A paper posted to arXiv on Jan. 18, 2026 proposes a different way to think about how many AI agents a system can run at once. The key idea is deceptively simple: don't keep all your agents awake.
Holos, a system described in a 23-author paper from Shanghai Jiao Tong University, the Shanghai Innovation Institute, and Oxford, introduces what it calls the Nuwa engine. Agents in Nuwa exist as dormant records in a relational database, each indexed by a 32-bit hash. When a task arrives, the system instantiates only the agents it needs, runs them, then demobilizes them. Population size and active compute become separate variables. A system designed this way could claim it supports a million agents not because it runs a million simultaneously, but because it can call up any subset from persistent storage on demand.
The paper calls this the L5 tier of a five-level taxonomy for multi-agent systems. L1 is a single agent. L5 means fluid emergence across more than 10^6 agents, with gene-based heterogeneity and continuous operation. Whether any of this has been demonstrated at that scale is a different question from whether the architecture is designed for it.
What makes Holos structurally distinct is its Orchestrator. Rather than a central scheduler assigning tasks, Holos uses a market mechanism. Agents submit proposals for tasks in a blind auction, in the way a System 1 and System 2 thinker might compete in Kahneman's framework. The winner is selected based on a scoring function the paper does not fully specify. Whether that produces better outcomes than a well-tuned scheduler is a question the paper acknowledges but does not resolve with data.
The paper's third major claim is endogenous value alignment, meaning values that emerge from the system's own operation rather than being specified from outside. The argument leans on a No Free Lunch theorem to claim that without external constraints, an agent population will tend toward homogenization collapse. The market mechanism and the S-MMR diversity algorithm are proposed as fixes. S-MMR adds controlled noise to semantic matching to prevent all agents from converging on the same tools. Whether this is a genuine solution to a real alignment problem or an elaborate description of a task queue with a diversity hyperparameter is not a question the paper answers cleanly.
The tool ecosystem Holos targets is MCPZoo, a repository the paper says provides more than 8,000 standardized tool servers. If the architecture scales and MCPZoo matures, tool diversity becomes the real constraint, not agent count. That framing is coherent. It also makes MCPZoo the load-bearing dependency of the whole system, which the paper treats as a feature rather than a risk.
The intellectual lineage the paper cites is Kevin Kelly and The Inevitable, where Kelly described Holos as a planetary-scale collective intelligence emerging from the interconnection of humans, machines, and their environment. Corresponding authors Yuanjian Zhou at the Shanghai Innovation Institute and Weinan Zhang at SJTU's School of Computer Science are gesturing toward that scale. Zhang is a professor whose research covers reinforcement learning, agentic AI, and embodied AI.
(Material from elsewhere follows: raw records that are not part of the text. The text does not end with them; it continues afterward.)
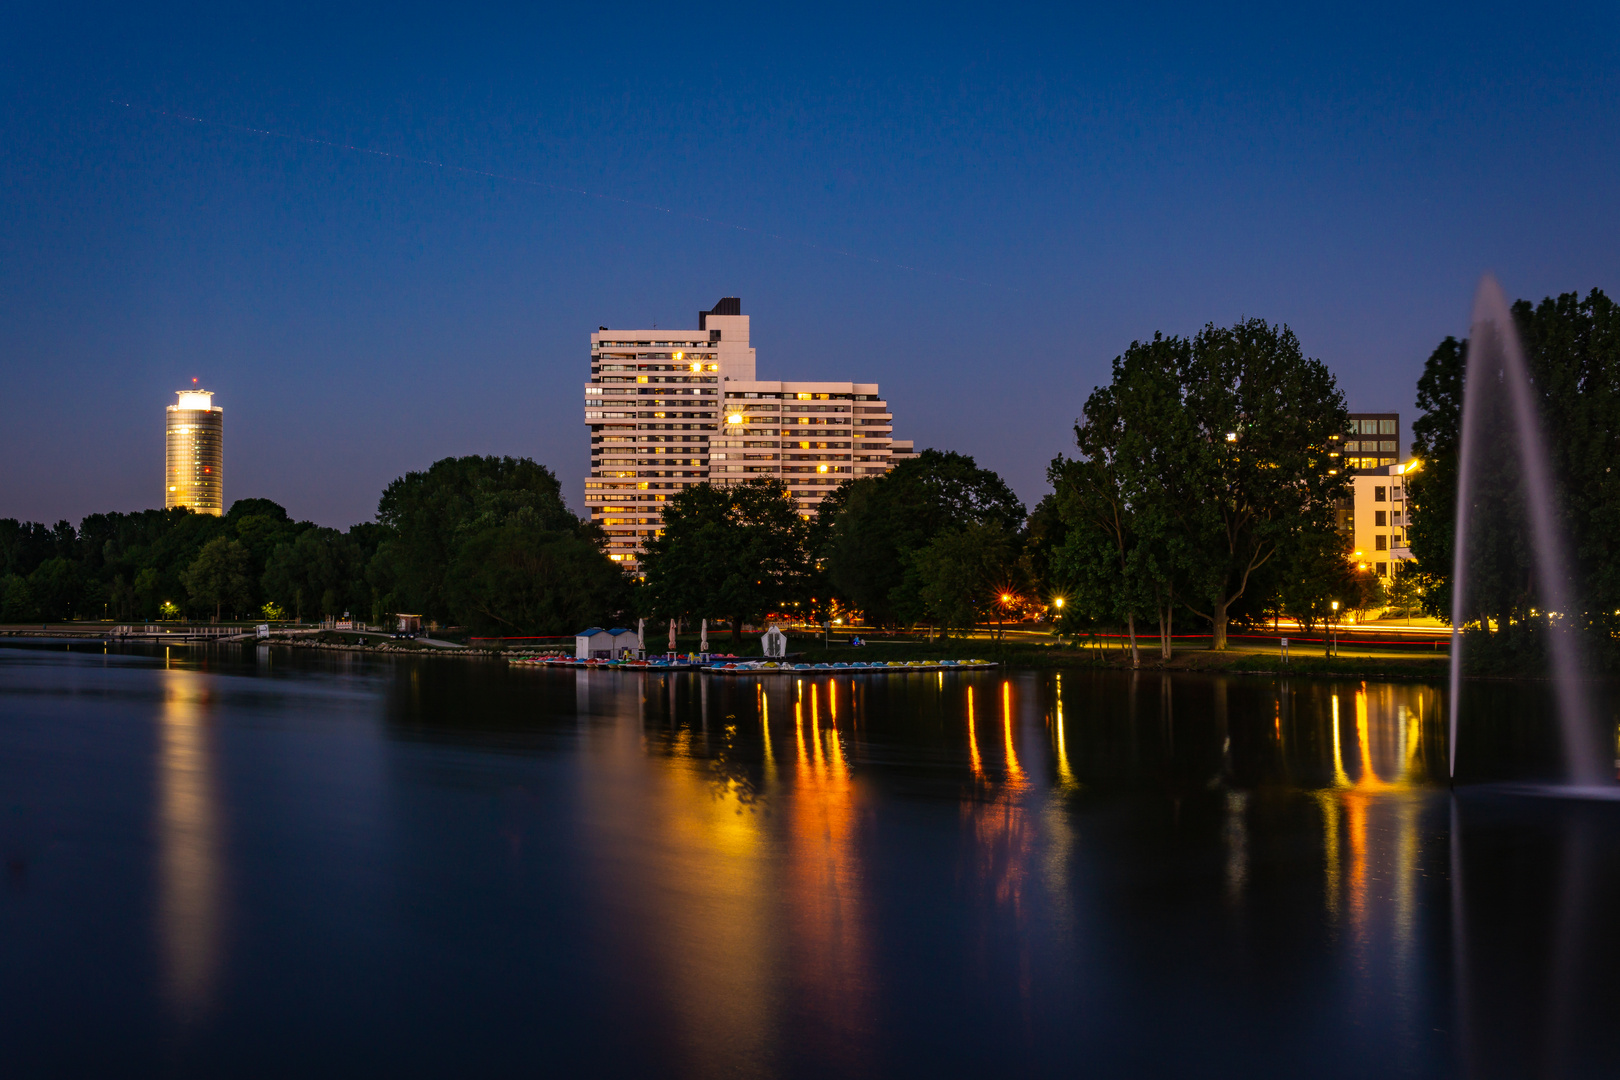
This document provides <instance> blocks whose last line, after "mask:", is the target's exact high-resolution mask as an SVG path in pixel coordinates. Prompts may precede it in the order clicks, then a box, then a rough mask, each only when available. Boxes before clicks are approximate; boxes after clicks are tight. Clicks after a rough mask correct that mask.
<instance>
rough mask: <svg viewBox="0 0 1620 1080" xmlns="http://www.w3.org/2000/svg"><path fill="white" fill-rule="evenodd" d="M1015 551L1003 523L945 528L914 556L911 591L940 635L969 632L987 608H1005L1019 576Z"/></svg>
mask: <svg viewBox="0 0 1620 1080" xmlns="http://www.w3.org/2000/svg"><path fill="white" fill-rule="evenodd" d="M1014 552H1016V542H1014V536H1013V534H1011V533H1009V531H1008V529H1006V526H1004V525H1001V523H1000V521H970V523H967V525H966V526H962V528H959V529H946V531H943V533H940V534H938V536H935V538H933V539H932V541H930V542H928V546H927V547H922V549H920V551H915V552H910V555H909V557H907V572H909V575H910V578H912V588H914V589H915V594H917V597H919V599H920V602H922V606H923V610H925V612H927V614H928V617H930V619H933V620H935V623H936V625H938V627H940V633H941V635H949V631H951V630H957V628H964V630H970V628H972V627H974V625H975V623H977V622H978V619H980V615H983V614H985V612H987V610H988V609H993V607H1000V597H1001V594H1003V591H1004V589H1008V588H1013V578H1014V576H1016V573H1017V567H1016V565H1014Z"/></svg>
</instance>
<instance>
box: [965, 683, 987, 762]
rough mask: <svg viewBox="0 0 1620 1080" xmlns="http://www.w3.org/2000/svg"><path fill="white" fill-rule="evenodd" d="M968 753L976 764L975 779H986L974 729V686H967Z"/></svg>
mask: <svg viewBox="0 0 1620 1080" xmlns="http://www.w3.org/2000/svg"><path fill="white" fill-rule="evenodd" d="M967 753H969V761H972V764H974V779H975V780H982V779H985V766H983V763H982V761H980V759H978V732H975V730H974V688H972V687H969V688H967Z"/></svg>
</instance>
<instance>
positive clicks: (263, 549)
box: [0, 457, 632, 633]
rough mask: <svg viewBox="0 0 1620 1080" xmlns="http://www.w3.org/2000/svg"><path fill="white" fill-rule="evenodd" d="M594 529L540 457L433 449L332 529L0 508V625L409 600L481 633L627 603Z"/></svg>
mask: <svg viewBox="0 0 1620 1080" xmlns="http://www.w3.org/2000/svg"><path fill="white" fill-rule="evenodd" d="M599 541H601V536H599V529H596V528H595V526H591V525H588V523H585V521H582V520H580V518H577V517H575V515H573V513H572V512H569V508H567V505H565V504H564V500H562V487H561V484H559V483H557V478H556V476H554V474H552V473H551V471H549V470H546V468H544V466H541V465H536V463H535V461H530V460H527V458H509V457H463V458H445V460H442V461H437V463H434V465H433V466H431V468H428V470H424V471H421V473H407V474H405V476H402V478H399V479H395V481H394V483H392V484H389V486H387V489H386V491H384V492H382V495H381V499H379V502H377V515H376V520H374V521H368V523H361V525H355V526H352V528H350V529H347V531H340V529H334V528H324V526H319V525H314V523H311V521H293V520H292V518H290V517H288V515H287V510H285V508H282V507H280V505H277V504H275V502H271V500H269V499H240V500H237V502H235V504H232V507H230V510H228V512H227V513H225V515H222V517H212V515H201V513H193V512H190V510H185V508H175V510H143V512H136V513H94V515H91V517H87V518H84V520H83V521H81V523H79V526H78V528H73V526H71V525H70V523H68V521H58V523H57V525H55V526H49V528H47V526H45V525H40V523H29V521H16V520H11V518H6V520H0V622H36V620H44V622H49V620H65V619H110V620H118V622H138V620H146V619H180V617H190V619H245V617H248V619H272V620H275V619H301V620H311V619H324V617H337V615H342V614H345V612H348V614H352V615H353V617H355V619H363V620H371V622H377V623H381V622H382V620H384V617H386V615H387V614H392V612H410V614H421V615H424V617H428V619H433V620H439V622H442V623H455V625H465V627H468V628H471V630H475V631H481V633H525V631H531V630H535V628H539V627H543V628H548V630H554V628H557V627H567V628H569V630H573V628H577V625H585V623H586V622H591V620H601V619H608V617H612V615H614V614H617V612H622V610H627V609H629V607H630V597H632V588H630V583H629V581H627V580H625V578H624V575H622V573H620V572H619V568H617V567H616V565H614V563H612V562H611V560H609V559H608V557H606V555H604V554H603V552H601V542H599ZM575 623H577V625H575ZM559 633H561V630H559Z"/></svg>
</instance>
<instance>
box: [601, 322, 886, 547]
mask: <svg viewBox="0 0 1620 1080" xmlns="http://www.w3.org/2000/svg"><path fill="white" fill-rule="evenodd" d="M585 423H586V426H588V427H590V432H591V474H590V478H588V479H586V481H585V505H586V507H588V510H590V515H591V520H593V521H598V523H599V525H601V526H603V528H604V529H606V533H608V554H609V555H611V557H612V559H614V560H616V562H625V563H632V565H633V563H635V562H637V555H638V554H640V551H642V546H643V544H645V542H646V538H650V536H654V534H656V533H658V529H659V528H661V525H663V504H664V502H667V500H669V499H671V497H672V495H676V494H679V492H680V491H684V489H685V487H689V486H690V484H701V483H705V481H713V483H735V481H747V479H757V478H760V476H774V478H778V479H781V481H782V483H784V484H787V487H789V491H791V492H792V497H794V500H795V504H797V505H799V510H800V513H804V515H807V517H808V515H812V513H815V508H816V507H818V505H820V504H821V499H825V497H826V495H828V494H829V492H831V491H833V487H836V486H838V484H841V483H844V481H846V479H854V478H860V476H876V474H881V473H886V471H888V470H889V466H891V465H893V461H897V460H902V458H907V457H915V453H914V452H912V444H910V442H904V440H896V439H894V437H893V423H894V418H893V415H891V413H889V406H888V403H886V402H885V400H883V395H881V393H880V390H878V384H875V382H761V381H758V379H757V377H755V350H753V347H752V345H750V343H748V316H745V314H742V301H740V300H737V298H735V296H727V298H724V300H721V301H719V303H718V304H714V308H713V309H711V311H700V313H698V329H697V330H609V329H608V327H601V329H599V330H598V332H596V334H591V379H590V382H586V384H585Z"/></svg>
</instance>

The open-source release is announced on holosai.io. The website displays a Coming Soon page with no repository link and no released artifacts. The SJTU-SAI-Agents GitHub organization hosts implementations of related projects including X-Master and ML-Master, but nothing under the Holos or Nuwa name. A paper that names its own open-source home and has no shipped code is a familiar category: the announcement-to-implementation gap. That gap does not make the architecture uninteresting. It means the claims should be held at arm's length until something actually runs.
What the paper does provide is a coherent architectural argument for why population scale and compute cost do not have to grow together, a market-based alternative to central orchestration, and a taxonomy that gives the L5 goal a name. Those are worth taking seriously as design propositions. Whether they survive contact with a real workload is a different story, and that story has not been written yet.